Urinary excretion and oxidation by DAO contribute to maintaining blood D-Alanine levels. The level of D-Alanine increases up to 82 µM in patients with kidney diseases (Hesaka et al. 2019; Kimura et al. 2016, 2023) or 100 µM in Dao-deficient rodents (Gonda et al. 2023; Karakawa et al. 2013; Miyoshi et al. 2009). D-Alanine is not incorporated in proteins by translation, and other biological processes that clear D-Alanine have not been found. Therefore, this study aimed to analyze the basic kinetics of D-Alanine in the body, using general kinetic analysis.

Methods

Study design and participants

This is an open, non-randomized study. Participants were healthy adults aged ≥ 20 or older who took no medication in the previous month. We recruited 5 volunteers from three centers in Japan between July 2023 and December 2023. Subjects were instructed to avoid fermented food from the day before until the end of the study. Subjects fasted after their evening meal for 10 h until the first blood draw. At 8 am, each received a packaged powder of D-Alanine (Direct Alanine@, KAGAMI INC) with 200 mL of water. Blood samples (100 µL) were taken in EDTA-2 K tubes before administration, and 0.25, 0.5, 0.75, 1, 2, 4, 8, and 24 h thereafter. Blood samples were immediately placed on ice water. Within 8 h of blood collection, plasma was collected by centrifugation at 830 x g for 15 min at 4 °C. Urine samples were taken after each blood sampling. Previously, 0.2 g/kg of D-Alanine was treated in mice infected with Covid-19 (Kimura-Ohba et al. 2022). This dose corresponds to 10 g in human weighted 50 kg. Taking the safety margin sufficiently, the test was conducted with different volumes: 1 g [11,236 µmoL] or 3 g [33,708 µmoL] of D-Alanine. Each study was conducted with an interval of at least one week. Followings are the specification of Direct Alanine@ used in this study: amount, 2.0 ± 0.10 g per a package; alanine content, 99.0–103%; D-Alanine composition ratio, 49.0–51.0%. Upon sampling inspection, the amount was measured using electron balance whereas alanine content and D-Alanine composition ratio were quantified using two-dimensional high-performance liquid chromatography (2D-HPLC) as follows. This study was conducted in compliance with the Declaration of Helsinki, the Ethical Guidelines for Medical Research Involving Human Subjects. This study was registered in UMIN-CTR (#UMIN000050865). Approval for all facilities was obtained from the Central Ethics Review Committee of Osaka University (#122472). Written informed consent was obtained from all the participants.

Quantification of D-Amino acids

Sample preparations and quantification of amino acid enantiomers by a 2D-HPLC system were performed as previously described (Hamase et al. 2010, 2018). This system can detect amino acid enantiomers ranging from ca. 1 fmol to 100 pmol quantitatively with chiral selectivity without severe interference from intrinsic substances. The relative standard deviations of between-run precision were 1.10–8.19% with a high performance of reproducibility (Hamase et al. 2010, 2018; Kimura et al. 2016). Followings are the methods in brief. Twenty-fold volumes of methanol were added to the sample and an aliquot (10 µL of the supernatant obtained from the methanol homogenate) was placed in a brown tube. After drying the solution under reduced pressure, 20 µL of 200 mM sodium borate buffer (pH 8.0) and 5 µL of fluorescence labeling reagent (40 mM 4-fluoro-7-nitro-2,1,3-benzoxadiazole in anhydrous acetonitrile) were added and then heated at 60 °C for 2 min. An aqueous solution of 0.1% (v/v) trifluoroacetic acid (75 µL) was added, and 2 µL of the reaction mixture was subjected to the 2D-HPLC.

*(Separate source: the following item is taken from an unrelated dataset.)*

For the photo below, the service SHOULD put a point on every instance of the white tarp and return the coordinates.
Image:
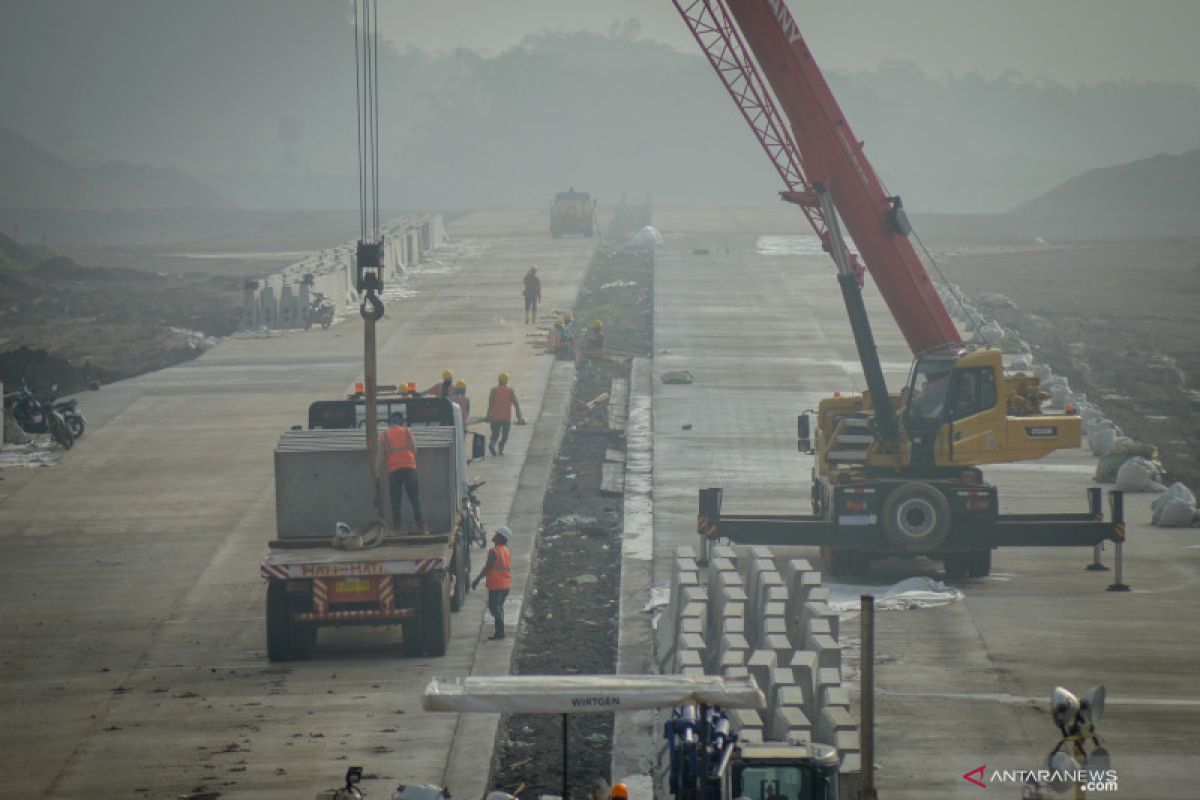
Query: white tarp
(587, 693)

The enantiomers of the amino acids were quantified using the 2D-HPLC platform. The fluorescence-labeled amino acids were separated using a reversed-phase column (Singularity RP column, 1.0 mm i.d. × 50 mm; provided by KAGAMI Inc., Osaka, Japan), with the gradient elution using aqueous mobile phases containing acetonitrile and formic acid. To determine D- and L-amino acids separately, the fractions of amino acids were automatically collected using a multi-loop valve and transferred to the enantioselective column (Singularity CSP-001 S, 1.5 mm i.d. × 75 mm; KAGAMI Inc.). The mobile phases are the mixed solution of methanol- acetonitrile containing formic acid, and the fluorescence detection was carried out at 530 nm with excitation at 470 nm using two photomultiplier tubes.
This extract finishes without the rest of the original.